Lucas (1978), the model implies that individuals with ability above a given threshold will become entrepreneurs, as entrepreneurial profits monotonically increase with ability. Given a threshold z, the probability of becoming an entrepreneur is prob(x > z) = 1 − f(z, λ).
The parameter λ is a shifter of the distribution of talent. It represents the learning opportunities that characterize each location. Hence, individuals who grow up in a high λ region have higher entrepreneurial talent.
The seminal paper of occupational choice and firm size distribution of an economy is Lucas (1978). Individuals have heterogenous one-dimensional abilities as entrepreneurs and choose between entrepreneurship and paid employment. The most talented individuals become entrepreneurs and the less talented ones become workers. The ability differentials across entrepreneurs give rise to different spans of control (firm sizes).

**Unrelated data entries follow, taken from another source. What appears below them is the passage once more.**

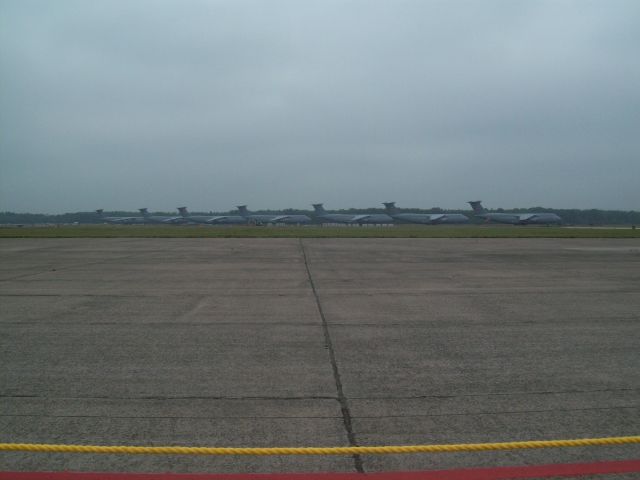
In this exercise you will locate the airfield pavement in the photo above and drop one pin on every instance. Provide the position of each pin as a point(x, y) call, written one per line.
point(317, 342)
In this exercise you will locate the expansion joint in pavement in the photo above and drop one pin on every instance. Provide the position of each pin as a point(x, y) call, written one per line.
point(342, 399)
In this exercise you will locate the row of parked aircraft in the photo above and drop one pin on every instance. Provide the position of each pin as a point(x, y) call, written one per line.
point(392, 215)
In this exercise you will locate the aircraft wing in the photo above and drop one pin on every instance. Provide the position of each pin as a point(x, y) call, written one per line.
point(359, 218)
point(174, 220)
point(218, 219)
point(527, 217)
point(280, 218)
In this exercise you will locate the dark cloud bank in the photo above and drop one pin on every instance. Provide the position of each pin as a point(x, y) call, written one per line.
point(282, 103)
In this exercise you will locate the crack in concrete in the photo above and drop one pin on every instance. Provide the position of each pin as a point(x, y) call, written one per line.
point(344, 404)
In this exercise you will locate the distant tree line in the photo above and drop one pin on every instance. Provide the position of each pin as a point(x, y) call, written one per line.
point(570, 216)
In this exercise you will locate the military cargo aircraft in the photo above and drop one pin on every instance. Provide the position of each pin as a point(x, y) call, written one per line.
point(211, 219)
point(148, 218)
point(424, 218)
point(262, 219)
point(119, 220)
point(366, 218)
point(542, 218)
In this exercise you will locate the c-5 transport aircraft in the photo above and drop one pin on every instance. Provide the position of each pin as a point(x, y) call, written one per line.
point(119, 220)
point(424, 218)
point(211, 219)
point(261, 219)
point(326, 217)
point(148, 218)
point(542, 218)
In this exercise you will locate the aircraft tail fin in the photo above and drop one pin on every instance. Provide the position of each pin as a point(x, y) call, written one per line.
point(390, 207)
point(243, 210)
point(477, 206)
point(319, 208)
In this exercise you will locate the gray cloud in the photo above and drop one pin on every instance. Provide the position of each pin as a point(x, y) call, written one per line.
point(278, 104)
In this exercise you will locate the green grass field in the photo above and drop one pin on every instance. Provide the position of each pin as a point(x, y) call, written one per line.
point(398, 231)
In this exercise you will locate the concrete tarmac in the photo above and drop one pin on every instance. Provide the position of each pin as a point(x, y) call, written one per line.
point(317, 342)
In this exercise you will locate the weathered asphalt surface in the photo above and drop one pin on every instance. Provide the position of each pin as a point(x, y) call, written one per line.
point(319, 342)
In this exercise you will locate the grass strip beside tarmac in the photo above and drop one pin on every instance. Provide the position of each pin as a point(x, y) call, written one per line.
point(396, 231)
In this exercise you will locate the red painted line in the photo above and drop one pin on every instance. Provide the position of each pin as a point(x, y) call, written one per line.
point(496, 473)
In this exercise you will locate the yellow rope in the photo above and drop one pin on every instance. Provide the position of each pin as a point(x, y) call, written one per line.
point(464, 447)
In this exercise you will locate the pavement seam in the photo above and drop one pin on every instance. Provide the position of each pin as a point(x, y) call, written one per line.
point(342, 399)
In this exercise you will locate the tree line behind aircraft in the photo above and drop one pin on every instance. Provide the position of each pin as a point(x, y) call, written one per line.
point(392, 215)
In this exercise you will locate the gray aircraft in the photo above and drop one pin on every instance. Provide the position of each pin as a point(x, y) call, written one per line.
point(119, 220)
point(325, 217)
point(212, 219)
point(260, 219)
point(148, 218)
point(542, 218)
point(424, 218)
point(366, 218)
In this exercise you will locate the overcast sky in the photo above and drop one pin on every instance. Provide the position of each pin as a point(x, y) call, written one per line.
point(125, 104)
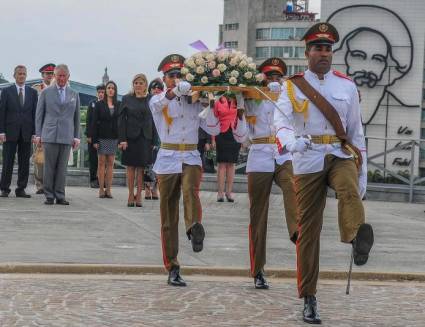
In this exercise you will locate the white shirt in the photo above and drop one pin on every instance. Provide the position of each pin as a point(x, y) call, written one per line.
point(182, 130)
point(262, 157)
point(342, 94)
point(18, 88)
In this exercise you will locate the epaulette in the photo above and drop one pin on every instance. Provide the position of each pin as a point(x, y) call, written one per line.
point(339, 74)
point(301, 74)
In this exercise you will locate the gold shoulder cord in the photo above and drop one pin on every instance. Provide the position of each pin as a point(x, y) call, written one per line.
point(300, 108)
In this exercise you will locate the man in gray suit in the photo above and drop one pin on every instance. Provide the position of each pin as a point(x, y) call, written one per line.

Two main predictions of Lucas’ model are that the mean returns to entrepreneurship are greater than average wages and that the return distributions of entrepreneurs and workers have non-overlapping supports.

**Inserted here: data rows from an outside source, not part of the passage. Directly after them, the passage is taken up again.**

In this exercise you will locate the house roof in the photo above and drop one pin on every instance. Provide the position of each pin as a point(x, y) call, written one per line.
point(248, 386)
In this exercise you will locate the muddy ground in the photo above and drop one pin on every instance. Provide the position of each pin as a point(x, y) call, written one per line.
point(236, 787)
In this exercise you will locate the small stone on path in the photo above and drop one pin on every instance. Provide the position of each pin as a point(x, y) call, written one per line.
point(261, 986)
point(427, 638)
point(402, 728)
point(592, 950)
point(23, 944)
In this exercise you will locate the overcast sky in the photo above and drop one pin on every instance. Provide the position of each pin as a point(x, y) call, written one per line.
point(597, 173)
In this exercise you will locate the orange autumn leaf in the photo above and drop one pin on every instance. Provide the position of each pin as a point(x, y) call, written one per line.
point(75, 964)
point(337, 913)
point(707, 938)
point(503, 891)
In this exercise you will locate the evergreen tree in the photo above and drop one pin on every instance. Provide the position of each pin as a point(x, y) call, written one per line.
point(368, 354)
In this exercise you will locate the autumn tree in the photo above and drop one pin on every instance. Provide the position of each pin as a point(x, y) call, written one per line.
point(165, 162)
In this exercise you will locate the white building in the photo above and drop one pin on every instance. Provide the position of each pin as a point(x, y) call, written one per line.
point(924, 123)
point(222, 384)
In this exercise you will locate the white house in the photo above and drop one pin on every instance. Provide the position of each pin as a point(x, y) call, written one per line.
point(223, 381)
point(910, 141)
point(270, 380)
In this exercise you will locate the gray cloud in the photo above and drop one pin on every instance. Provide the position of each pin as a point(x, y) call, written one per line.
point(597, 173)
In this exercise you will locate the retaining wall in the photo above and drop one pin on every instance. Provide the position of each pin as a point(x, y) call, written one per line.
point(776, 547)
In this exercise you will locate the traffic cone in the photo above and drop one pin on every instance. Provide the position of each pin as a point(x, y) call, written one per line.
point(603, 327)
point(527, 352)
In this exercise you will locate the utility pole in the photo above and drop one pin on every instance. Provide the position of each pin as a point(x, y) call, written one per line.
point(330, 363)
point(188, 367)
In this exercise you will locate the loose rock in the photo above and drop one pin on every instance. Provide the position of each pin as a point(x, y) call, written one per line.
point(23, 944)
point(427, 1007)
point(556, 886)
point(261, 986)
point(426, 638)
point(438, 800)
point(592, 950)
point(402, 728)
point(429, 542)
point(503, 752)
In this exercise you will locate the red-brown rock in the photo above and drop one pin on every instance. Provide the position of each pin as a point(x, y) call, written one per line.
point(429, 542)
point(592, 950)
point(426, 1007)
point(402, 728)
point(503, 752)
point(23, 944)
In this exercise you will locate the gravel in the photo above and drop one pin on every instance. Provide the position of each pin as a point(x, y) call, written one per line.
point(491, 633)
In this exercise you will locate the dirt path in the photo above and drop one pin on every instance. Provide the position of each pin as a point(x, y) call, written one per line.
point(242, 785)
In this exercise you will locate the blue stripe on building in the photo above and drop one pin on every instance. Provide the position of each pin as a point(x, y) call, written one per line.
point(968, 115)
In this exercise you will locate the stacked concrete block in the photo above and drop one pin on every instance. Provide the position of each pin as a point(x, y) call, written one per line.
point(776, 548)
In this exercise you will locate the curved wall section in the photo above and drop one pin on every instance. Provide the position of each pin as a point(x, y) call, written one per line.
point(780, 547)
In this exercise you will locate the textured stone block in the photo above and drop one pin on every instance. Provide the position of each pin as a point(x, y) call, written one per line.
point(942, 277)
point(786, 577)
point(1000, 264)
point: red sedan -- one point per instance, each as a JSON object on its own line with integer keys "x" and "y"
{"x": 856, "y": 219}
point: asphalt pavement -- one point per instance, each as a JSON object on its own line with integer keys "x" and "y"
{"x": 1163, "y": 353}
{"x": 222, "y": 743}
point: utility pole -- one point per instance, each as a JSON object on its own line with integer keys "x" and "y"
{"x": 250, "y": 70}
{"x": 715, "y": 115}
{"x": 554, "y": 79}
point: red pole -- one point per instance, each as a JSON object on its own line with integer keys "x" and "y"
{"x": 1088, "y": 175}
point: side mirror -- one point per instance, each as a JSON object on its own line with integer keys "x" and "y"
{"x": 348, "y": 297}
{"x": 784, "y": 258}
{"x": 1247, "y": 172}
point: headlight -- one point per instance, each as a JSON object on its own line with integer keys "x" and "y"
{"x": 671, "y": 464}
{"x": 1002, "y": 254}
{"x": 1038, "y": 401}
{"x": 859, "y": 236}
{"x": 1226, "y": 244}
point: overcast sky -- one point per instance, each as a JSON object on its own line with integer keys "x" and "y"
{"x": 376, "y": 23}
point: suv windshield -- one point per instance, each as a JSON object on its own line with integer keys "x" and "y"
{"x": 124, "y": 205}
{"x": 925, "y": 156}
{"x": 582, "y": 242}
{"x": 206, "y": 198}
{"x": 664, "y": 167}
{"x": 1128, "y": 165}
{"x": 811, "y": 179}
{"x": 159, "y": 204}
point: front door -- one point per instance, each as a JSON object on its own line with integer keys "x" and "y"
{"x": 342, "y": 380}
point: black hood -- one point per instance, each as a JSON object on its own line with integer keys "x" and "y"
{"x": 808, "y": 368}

These two predictions stand in contrast to empirical evidence on the returns to entrepreneurship. First, the returns to entrepreneurship are found, on average, not to be higher than wages. For example, Hamilton (2000) finds that after 10 years in business the median entrepreneurial earnings are 35 percent less than those on a paid job of the same duration. Similarly, Moskovitz and Vissing-Jorgensen (2002) find that the returns to entrepreneurship are, on average, not different from the return on a diversified publicly traded portfolio—the private equity puzzle. Second, the returns to entrepreneurship are found to be highly variable, more than wages, and more than the returns on public equity (Borjas and Bronars (1989), Hamilton (2000), and Moskovitz and Vissing-Jorgensen (2002)). Hence, the empirical return distributions of entrepreneurs and workers have overlapping supports.

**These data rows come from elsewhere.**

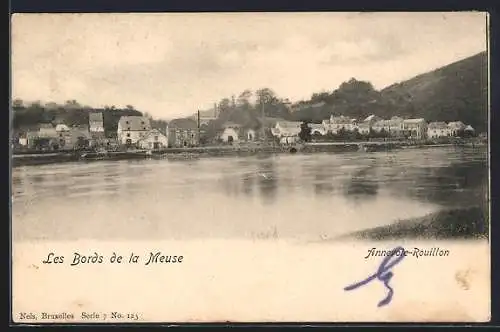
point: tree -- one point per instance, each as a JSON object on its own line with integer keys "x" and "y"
{"x": 224, "y": 105}
{"x": 17, "y": 103}
{"x": 244, "y": 98}
{"x": 266, "y": 96}
{"x": 305, "y": 132}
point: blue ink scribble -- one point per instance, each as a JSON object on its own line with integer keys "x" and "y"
{"x": 383, "y": 274}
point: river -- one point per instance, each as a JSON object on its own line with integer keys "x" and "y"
{"x": 290, "y": 196}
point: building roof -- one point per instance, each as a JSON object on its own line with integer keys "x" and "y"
{"x": 437, "y": 125}
{"x": 269, "y": 121}
{"x": 341, "y": 119}
{"x": 135, "y": 123}
{"x": 230, "y": 124}
{"x": 46, "y": 125}
{"x": 95, "y": 117}
{"x": 419, "y": 120}
{"x": 152, "y": 132}
{"x": 370, "y": 118}
{"x": 315, "y": 126}
{"x": 289, "y": 124}
{"x": 62, "y": 127}
{"x": 208, "y": 114}
{"x": 456, "y": 124}
{"x": 183, "y": 123}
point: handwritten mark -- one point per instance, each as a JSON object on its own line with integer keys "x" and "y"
{"x": 383, "y": 274}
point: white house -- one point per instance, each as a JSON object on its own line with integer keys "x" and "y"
{"x": 250, "y": 134}
{"x": 132, "y": 128}
{"x": 393, "y": 126}
{"x": 415, "y": 128}
{"x": 317, "y": 129}
{"x": 231, "y": 132}
{"x": 336, "y": 123}
{"x": 61, "y": 128}
{"x": 287, "y": 128}
{"x": 469, "y": 129}
{"x": 456, "y": 127}
{"x": 96, "y": 124}
{"x": 438, "y": 129}
{"x": 153, "y": 140}
{"x": 366, "y": 125}
{"x": 207, "y": 115}
{"x": 47, "y": 130}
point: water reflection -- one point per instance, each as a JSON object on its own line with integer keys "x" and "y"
{"x": 267, "y": 181}
{"x": 363, "y": 184}
{"x": 299, "y": 195}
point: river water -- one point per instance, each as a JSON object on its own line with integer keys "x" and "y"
{"x": 288, "y": 196}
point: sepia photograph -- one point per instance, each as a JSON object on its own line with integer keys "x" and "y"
{"x": 250, "y": 167}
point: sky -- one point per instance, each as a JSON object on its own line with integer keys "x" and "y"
{"x": 171, "y": 64}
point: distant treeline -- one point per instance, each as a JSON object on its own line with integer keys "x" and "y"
{"x": 457, "y": 92}
{"x": 72, "y": 113}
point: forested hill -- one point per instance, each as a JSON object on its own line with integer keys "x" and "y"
{"x": 26, "y": 115}
{"x": 454, "y": 92}
{"x": 458, "y": 91}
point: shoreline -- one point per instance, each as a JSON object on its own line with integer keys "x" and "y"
{"x": 45, "y": 158}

However, these representations of the occupational choices of agents are probably adequate for developed countries, where most agents are either entrepreneurs or workers. Nonetheless, these models are an inadequate way of representing the labor force distribution from less developed countries, where an important proportion of the population are self-employed workers. Any research work whose main purpose is to analyze and comprehend the main economic and social problems faced by the poorest people in developing countries must include study self-employment formation
Banerjee and Newman (1993), built a model where self-employment is an occupational choice and the decisions are based on an initial wealth distribution. Because of the existence of a warranty, rich individuals can receive a loan in order become high scale entrepreneurs, while agents located in the middle of the initial wealth distribution receive smaller loans that allows them to enter to self-employment with a low scale production process. On the other hand, agents in the lower end of the wealth distribution, without high enough collateral, can only join wage-employment.
However, it is important to notice that, in developing countries, an important proportion of agents that have self-employment as their occupational choice, live on economic activities that provide only a subsistence level of income and are poorer than wage earners. Furthermore, some empirical studies show that self-employment, besides been an important and growing sector in some developing countries, it can be found mostly in the lower end of the income distribution. Therefore, it seems that the model developed by Banerjee and Newman (1993) does not accommodate these stylized facts for developing countries.